El caso es que pasamos un par de horas estupendas por allá y, por descontado, encontré cosas…: un ejemplar perfecto de un libro poco conocido de Delibes, Dos viajes en automóvil. Suecia y Países Bajos, la biografía de Machado de Antonio Campoamor y, como «no hay D’Ors sin tres», que decía García-Máiquez, tras Pablo y Miguel apareció, por un euro, una edición que no conocía de las Crónicas de la ermita del abuelo Eugeni.
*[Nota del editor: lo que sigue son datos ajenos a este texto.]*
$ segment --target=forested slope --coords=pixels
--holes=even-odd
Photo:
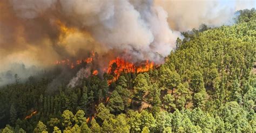
[[[183,33],[164,64],[110,85],[105,73],[49,93],[52,79],[17,78],[0,88],[0,132],[256,132],[256,12],[239,13]]]

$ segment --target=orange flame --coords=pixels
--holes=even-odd
[[[98,75],[98,70],[94,70],[93,72],[92,72],[92,74],[93,75]]]
[[[109,85],[112,82],[117,80],[122,72],[125,73],[139,73],[149,71],[154,67],[154,63],[148,60],[145,63],[139,64],[139,66],[135,65],[133,63],[129,62],[120,57],[110,61],[107,73],[112,75],[114,78],[108,80]]]
[[[30,119],[32,116],[33,116],[33,115],[36,115],[37,113],[37,110],[33,111],[33,112],[31,112],[31,114],[30,114],[30,115],[26,116],[25,117],[25,119]]]
[[[92,51],[91,56],[85,59],[77,60],[75,62],[70,61],[69,59],[66,59],[61,61],[56,61],[55,62],[55,64],[56,65],[60,64],[63,65],[68,65],[71,69],[73,69],[76,65],[80,64],[83,62],[86,62],[87,63],[90,63],[93,60],[93,57],[95,56],[95,53],[93,51]]]

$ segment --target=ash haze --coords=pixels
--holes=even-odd
[[[16,63],[29,69],[33,65],[44,68],[92,50],[100,55],[114,49],[136,57],[136,61],[160,63],[174,49],[177,38],[183,38],[180,32],[202,24],[232,25],[236,11],[253,8],[255,3],[2,0],[0,72],[10,70]]]

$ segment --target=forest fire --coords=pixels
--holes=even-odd
[[[33,116],[33,115],[36,115],[37,113],[37,110],[35,110],[35,111],[31,112],[31,114],[30,114],[30,115],[26,116],[25,117],[25,119],[30,119],[32,116]]]
[[[76,61],[71,61],[69,59],[63,60],[61,61],[56,61],[55,63],[55,64],[68,65],[71,69],[73,69],[76,65],[79,65],[82,63],[90,63],[93,60],[93,57],[95,56],[95,53],[92,51],[91,56],[85,59],[78,60]]]
[[[93,72],[92,72],[92,75],[97,75],[98,73],[98,70],[94,70]]]
[[[120,57],[111,61],[109,64],[107,73],[114,76],[114,78],[108,81],[109,84],[118,79],[122,72],[139,73],[149,71],[154,67],[154,63],[148,60],[136,65]]]

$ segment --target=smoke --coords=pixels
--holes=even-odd
[[[255,2],[2,0],[0,71],[17,62],[29,67],[52,65],[92,50],[102,56],[117,51],[132,61],[161,62],[177,38],[182,38],[180,32],[203,23],[232,24],[236,10]]]
[[[172,29],[186,31],[198,28],[202,24],[212,27],[230,25],[235,23],[234,12],[256,6],[254,0],[165,1],[156,0],[168,13]]]
[[[74,87],[75,86],[80,84],[81,81],[83,79],[87,78],[91,75],[91,68],[90,67],[87,67],[86,69],[82,68],[77,72],[76,76],[73,77],[73,78],[70,80],[68,86],[71,87]]]

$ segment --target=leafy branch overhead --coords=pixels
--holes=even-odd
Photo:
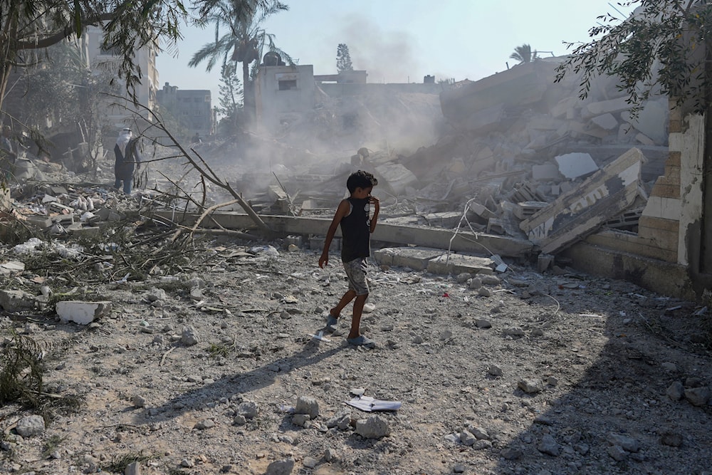
[[[511,59],[519,61],[520,63],[531,63],[538,59],[536,51],[533,53],[532,47],[528,43],[524,43],[521,46],[515,48],[514,53],[509,55],[509,57]]]
[[[710,105],[712,86],[706,68],[709,54],[712,5],[703,0],[630,0],[625,19],[607,14],[589,31],[592,41],[575,46],[557,68],[556,81],[580,74],[579,95],[585,98],[593,78],[617,76],[634,113],[651,94],[666,94],[696,113]]]
[[[268,0],[234,0],[234,13],[248,18]],[[119,78],[132,93],[144,73],[135,61],[136,51],[155,43],[174,50],[181,26],[219,9],[216,0],[17,0],[0,2],[0,108],[10,72],[31,65],[38,52],[67,38],[80,36],[90,26],[104,32],[102,48],[120,57]]]

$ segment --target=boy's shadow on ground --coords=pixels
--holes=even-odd
[[[136,418],[147,419],[151,422],[169,420],[184,412],[204,407],[221,398],[229,398],[235,394],[246,394],[269,386],[275,382],[278,375],[283,374],[281,371],[275,372],[269,369],[271,367],[288,365],[289,370],[292,371],[316,363],[345,349],[338,346],[320,353],[319,341],[312,340],[297,353],[276,360],[269,360],[246,372],[226,375],[214,382],[189,389],[160,406],[147,408],[149,412],[137,414]]]

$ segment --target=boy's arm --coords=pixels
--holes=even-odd
[[[373,205],[373,217],[371,218],[371,229],[372,233],[376,229],[376,221],[378,221],[378,212],[380,210],[380,202],[376,197],[371,197],[371,204]]]
[[[322,251],[321,256],[319,258],[319,267],[322,268],[324,268],[325,264],[329,263],[329,248],[331,246],[331,241],[333,240],[334,234],[336,234],[336,230],[339,227],[339,223],[348,214],[349,206],[349,202],[345,199],[342,199],[339,203],[339,207],[336,209],[336,212],[334,214],[334,219],[331,221],[329,230],[326,232],[326,238],[324,239],[324,250]]]

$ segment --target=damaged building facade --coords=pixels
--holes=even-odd
[[[559,61],[448,88],[412,85],[439,94],[444,133],[407,155],[372,149],[359,165],[372,167],[384,189],[402,200],[425,197],[432,206],[409,216],[386,214],[383,222],[452,228],[464,213],[481,236],[528,241],[543,271],[560,261],[664,295],[702,298],[709,268],[701,179],[704,118],[661,95],[634,117],[607,77],[580,99],[577,78],[554,82]],[[310,111],[322,94],[339,97],[347,87],[357,97],[372,85],[320,84],[310,66],[262,68],[261,78],[262,117],[283,119]],[[283,93],[289,100],[278,97]]]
Todavía me topé con Paco Gómez, otro «Bonet» en cuanto a generador de buenas ideas, y hubiera querido ir a la librería Grant a la presentación de Cha-cha-chá, de Sabina Urraca, que me ha gustado mucho, pero no pude por la mejor razón concebible: tenía que recoger a mis niños, y para celebrar el partidazo que hizo ayer el Real Madrid en Cádiz nos hemos sentado bajo el sol a tomar un ‘trinaranjus’ y unas ‘pringles’.
Lo que quiero decir es que estoy sinceramente seguro de que mi querido Montiel tiene razón en que no hay nada superior a comer dos almendras y un chupito de agua al día mientras se contempla cómo caen lentamente las hojas de un ciruelo, pero por otro lado estoy convencido de que a Dios le gusta que disfrutemos de las cosas sanas e inofensivas de la tierra, unos libros baratos, una cerveza fría, un rato de amigos, los días con Carmen y las noches con los niños, un paseo, unos goles, unas bromas. La verdad de la vida es imbatible, de acuerdo, pero mientras nos esforzamos por merecer acceder a ella, cada vez siento más apego por los regalos humildes de este mundo. Espero convencerle de ello la semana que viene, cuando nos veamos por su maravillosa ciudad.